Lilian Faschinger – Magdalena Sünderin

Wagt es eine österreichische Frau, ihr österreichisches Frauenunglück nicht hinzunehmen, hält eine österreichische Frau es für selbstverständlich, dieses ihr vom katholischen Österreich bestimmte Frauenunglück auf das energischste von sich zu weisen […], dann zieht sie nicht nur die Gegnerschaft der österreichischen Männer auf sich, die vom österreichischen Frauenunglück seit Jahrzehnten profitieren, sondern vor allem die unversöhnliche Feindschaft [der Frauen].

Ein weiteres Buch aus der Reihe Literatur-Geocache. Die titelgebende Sünderin entführt einen Priester, vorgeblich um ihre Geschichte zu beichten und Absolution zu erhalten. Während sie erzählt, wie es ihr ergangen ist, seit sie aus den familiären Zwängen (siehe das obige Zitat) ausgebrochen ist, entwickelt sich zwischen dem geknebelten Opfer, aus dessen Perspektive eigentlich erzählt wird, und der Täterin ein intensives Stockholm-Syndrom. Während sich die Beschreibung der begangenen Morde kontinuierlich steigert, sinkt die Angst des Entführten. Er verurteilt aus seiner katholischen Perspektive selbstverständlich die Taten, entwickelt jedoch ein stummes Verständnis für die unglücklichen Liebschaften der Mörderin.

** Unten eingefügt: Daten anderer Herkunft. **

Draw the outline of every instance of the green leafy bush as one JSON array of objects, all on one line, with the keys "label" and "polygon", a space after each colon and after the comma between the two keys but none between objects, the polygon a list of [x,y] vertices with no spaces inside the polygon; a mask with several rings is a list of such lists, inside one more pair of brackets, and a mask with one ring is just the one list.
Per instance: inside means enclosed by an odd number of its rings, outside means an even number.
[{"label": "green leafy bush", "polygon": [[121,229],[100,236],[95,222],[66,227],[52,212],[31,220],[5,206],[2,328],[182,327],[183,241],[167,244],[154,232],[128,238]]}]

Wie bereits aus dem obigen Zitat ersichtlich ist, passt der Schreibstil überhaupt nicht zur eigentlichen Thematik des Buches. Viele Aufzählungen (Psychologinnen, Psychiater, Psychotherapeutinnen, etc.) wiederholen sich gefühlt endlos, im obigen Zitat habe ich einige Wiederholungen des österreichischen Frauenunglücks aus Gründen der Redundanz gekürzt.

Die Protagonistin selbst ist mir ein Rätsel geblieben. Einerseits hat sie sich von ihrer Familie befreit, die sie in traditionelle Lebensbahnen pressen wollte. Sie hat ihr gewöhnliches Leben hinter sich gelassen, fährt durch die Welt und ermordet ihre Liebhaber, wenn die Beziehung aus diversen Gründen nicht mehr funktioniert. Gleichzeitig passt sie sich jedoch jedem Mann, den sie kennenlernt, bis zur Selbstaufgabe an. Aufgrund ihrer grenzenlosen Naivität wird sie immer wieder von den Geheimnissen ihrer Partner überrascht. Sie rebelliert durch radikale Anpassung an sich ändernde Verhältnisse. Jedoch immer nur so lange, bis die Grenze erreicht ist und der jeweilige Partner ohne Zögern ins Jenseits befördert wird. Und dann findet die Geschichte einen neuen Anfang

Bei solchen Anfängen entgleisen die Liegewagen des Lebens, springen die Güterwaggons des Geschicks aus den Schienen, rollt der Drehgestellflachwagen des Daseins über die Böschung, gerät die E-Lok der Existenz aus dem Gleis. Nach solchen Anfängen ist man nicht mehr der, der man vor solchen Anfängen gewesen ist. Die Anfänge sind am schönsten.